3 réflexions sur “Précarité estudiantine…

  1. bernarddominik 28/11/2022 / 14:58

    La véritable réponse, n’en déplaise à l’unef, c’est de donner les moyens au CROUS de distribuer des repas à bas prix. Quant aux loyers ils sont gelés pour les résidences du crous et la hausse n’aura lieu qu’à l’été 2023 au renouvellement du bail, les aides n’ont pas pour but d’acheter le dernier iPhone. Le pb habituel avec Macron c’est que l’argent est distribué à des associations dont on n’a pas la certitude que 100% des fonds seront affectés à leur motif initial

    • Libres jugements 28/11/2022 / 16:33

      Porter la probité sur l’ensemble des associations n’est pas correcte, c’est irrespectueux envers les milliers de bénévoles œuvrant.
      D’autre part, il faudrait citer le nombre de logements du CROUS mis à disposition des étudiants chaque année. Tous les parents ayant une progéniture poursuivant des études en faculté savent combien il est difficile de trouver un logement à des prix accessibles.
      Enfin, inutile de stigmatiser l’Unef particulièrement car dans l’article original bien d’autres associations ou syndicats dénoncent de tous bords, le forfait de l’annonce gouvernementale.

      En colère.
      Michel

      • bernarddominik 28/11/2022 / 18:44

        Le saupoudrage de multiples associations me paraît bien moins efficace qu’étendre les repas à 1€ du crous.

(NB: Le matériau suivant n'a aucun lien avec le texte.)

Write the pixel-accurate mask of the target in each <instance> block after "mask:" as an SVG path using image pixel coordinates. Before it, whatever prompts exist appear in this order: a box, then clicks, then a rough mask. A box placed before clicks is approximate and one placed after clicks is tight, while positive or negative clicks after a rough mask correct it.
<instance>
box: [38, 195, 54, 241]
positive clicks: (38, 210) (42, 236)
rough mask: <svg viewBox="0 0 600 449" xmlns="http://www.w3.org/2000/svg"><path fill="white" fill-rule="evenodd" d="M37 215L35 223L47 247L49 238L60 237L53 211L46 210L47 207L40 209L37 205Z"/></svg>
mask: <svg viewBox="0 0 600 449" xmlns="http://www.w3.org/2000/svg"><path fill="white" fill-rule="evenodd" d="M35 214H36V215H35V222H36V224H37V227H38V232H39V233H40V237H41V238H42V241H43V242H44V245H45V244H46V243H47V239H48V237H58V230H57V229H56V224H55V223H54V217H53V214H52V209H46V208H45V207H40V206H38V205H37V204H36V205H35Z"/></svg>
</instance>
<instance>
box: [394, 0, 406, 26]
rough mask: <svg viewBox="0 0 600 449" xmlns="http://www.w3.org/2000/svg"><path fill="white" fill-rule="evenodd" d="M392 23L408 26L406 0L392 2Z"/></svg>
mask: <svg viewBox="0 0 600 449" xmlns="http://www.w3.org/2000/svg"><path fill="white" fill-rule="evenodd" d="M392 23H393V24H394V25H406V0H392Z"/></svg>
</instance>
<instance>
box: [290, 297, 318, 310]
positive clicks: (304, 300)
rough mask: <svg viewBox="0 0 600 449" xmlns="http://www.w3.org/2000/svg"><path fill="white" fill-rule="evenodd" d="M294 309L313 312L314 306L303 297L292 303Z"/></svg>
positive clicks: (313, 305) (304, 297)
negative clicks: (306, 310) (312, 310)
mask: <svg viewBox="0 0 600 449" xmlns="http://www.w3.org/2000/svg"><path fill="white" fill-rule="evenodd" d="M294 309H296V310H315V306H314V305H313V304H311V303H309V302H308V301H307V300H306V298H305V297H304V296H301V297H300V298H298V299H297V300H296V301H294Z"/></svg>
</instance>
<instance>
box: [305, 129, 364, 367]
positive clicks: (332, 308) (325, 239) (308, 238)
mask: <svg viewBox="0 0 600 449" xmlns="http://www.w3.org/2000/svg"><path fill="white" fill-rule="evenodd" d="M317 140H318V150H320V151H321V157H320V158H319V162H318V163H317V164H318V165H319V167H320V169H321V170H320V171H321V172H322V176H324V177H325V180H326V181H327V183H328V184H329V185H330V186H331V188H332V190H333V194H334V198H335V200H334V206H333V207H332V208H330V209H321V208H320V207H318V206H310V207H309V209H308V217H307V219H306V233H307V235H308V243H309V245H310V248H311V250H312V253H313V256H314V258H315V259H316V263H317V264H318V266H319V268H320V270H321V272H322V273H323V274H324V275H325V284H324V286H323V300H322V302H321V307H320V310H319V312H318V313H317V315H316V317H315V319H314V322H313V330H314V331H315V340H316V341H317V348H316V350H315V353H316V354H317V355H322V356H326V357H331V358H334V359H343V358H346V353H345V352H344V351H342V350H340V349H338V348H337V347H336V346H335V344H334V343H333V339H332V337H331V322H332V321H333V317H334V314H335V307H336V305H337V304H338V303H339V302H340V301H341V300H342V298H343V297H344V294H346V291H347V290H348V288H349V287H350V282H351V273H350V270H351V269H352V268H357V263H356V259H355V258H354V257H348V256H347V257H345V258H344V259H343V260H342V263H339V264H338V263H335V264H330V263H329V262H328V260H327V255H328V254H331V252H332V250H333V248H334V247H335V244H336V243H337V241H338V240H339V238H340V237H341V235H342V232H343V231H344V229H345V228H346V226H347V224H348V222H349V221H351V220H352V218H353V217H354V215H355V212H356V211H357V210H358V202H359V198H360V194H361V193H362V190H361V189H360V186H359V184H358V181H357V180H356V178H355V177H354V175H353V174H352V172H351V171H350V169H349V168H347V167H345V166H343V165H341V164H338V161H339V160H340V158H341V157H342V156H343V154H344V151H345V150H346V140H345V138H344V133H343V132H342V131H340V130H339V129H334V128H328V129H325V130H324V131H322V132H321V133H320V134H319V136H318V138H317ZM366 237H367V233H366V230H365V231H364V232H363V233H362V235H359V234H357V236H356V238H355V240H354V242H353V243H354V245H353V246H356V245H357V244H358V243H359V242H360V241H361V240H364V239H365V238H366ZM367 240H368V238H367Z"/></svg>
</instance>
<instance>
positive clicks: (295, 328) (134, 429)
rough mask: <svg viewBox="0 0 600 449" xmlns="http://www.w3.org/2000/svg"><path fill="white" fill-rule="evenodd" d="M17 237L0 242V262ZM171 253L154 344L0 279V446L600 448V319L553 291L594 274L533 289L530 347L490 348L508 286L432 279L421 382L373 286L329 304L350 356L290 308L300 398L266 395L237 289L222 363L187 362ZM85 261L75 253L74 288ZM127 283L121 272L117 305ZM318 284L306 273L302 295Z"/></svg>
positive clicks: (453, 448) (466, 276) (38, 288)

Quant aux loyers ceux du Crous sont bloqués, quant au privé les bails étudiants se faisant d’août ou septembre à juin/juillet le propriétaire ne peut revaloriser le loyer avant l’anniversaire du bail, donc dans ce cas il ne le fera qu’en été 2023, s’il le fait. J’ai été étudiant et pére et gens père d’étudiants et connais bien l’unef, qui voit l’étudiant comme un fonctionnaire et voudrait instituer un salaire étudiant. Ce que je trouve malsain et risqué. Que les bourses soient revalorisées en fonction de l’inflation, je suis pour mais avec un indice de cherté propre aux étudiants. Mais je reste convaincu que les aides ne doivent pas être une garantie de pouvoir d’achat mais couvrir les besoins essentiels.